Q: What are the main risks that could slow LDES deployment? A: Four risks dominate. Technology maturation risk: most LDES platforms have less than two years of commercial operating history, and unexpected degradation or failure modes could emerge. Market design risk: if regulators fail to implement duration-differentiated capacity valuation, LDES will remain systematically undercompensated relative to its grid reliability contribution. Supply chain risk: while iron-air uses abundant materials, manufacturing capacity for specialized components (membranes for flow batteries, turbo-expanders for CAES) is limited and concentrated among few suppliers. Financing risk: the absence of standardized performance warranties and insurance products for LDES technologies forces developers to accept higher capital costs, which may make marginal projects unviable until a larger operational track record exists.
Sources
- California Independent System Operator. (2025). Summer 2025 Heat Event: Grid Operations After-Action Report. Folsom, CA: CAISO.
- US Department of Energy. (2023). Pathways to Commercial Liftoff: Long-Duration Energy Storage. Washington, DC: DOE.
- Pacific Gas and Electric. (2025). Long-Duration Energy Storage Pilot: First Year Performance Summary. San Francisco, CA: PG&E Corporation.
- Hydrostor. (2025). Advanced Compressed Air Energy Storage: Moss Landing Project Performance Data. Toronto, ON: Hydrostor Inc.

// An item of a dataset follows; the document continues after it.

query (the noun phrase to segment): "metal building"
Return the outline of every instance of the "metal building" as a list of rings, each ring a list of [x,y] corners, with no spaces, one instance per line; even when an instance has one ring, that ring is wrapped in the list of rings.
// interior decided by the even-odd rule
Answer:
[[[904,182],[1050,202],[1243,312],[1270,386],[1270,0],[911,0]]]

- Form Energy. (2025). Iron-Air Battery System: Commercial Deployment Operational Results. Somerville, MA: Form Energy Inc.
- BloombergNEF. (2025). Long-Duration Energy Storage Market Outlook 2026-2035. New York, NY: Bloomberg LP.
- California Energy Commission. (2025). EPIC Program: Energy Storage Research and Demonstration Portfolio Review. Sacramento, CA: CEC.
- Generate Capital. (2025). Infrastructure Finance for Climate Solutions: LDES Project Finance Case Studies. San Francisco, CA: Generate Capital Inc.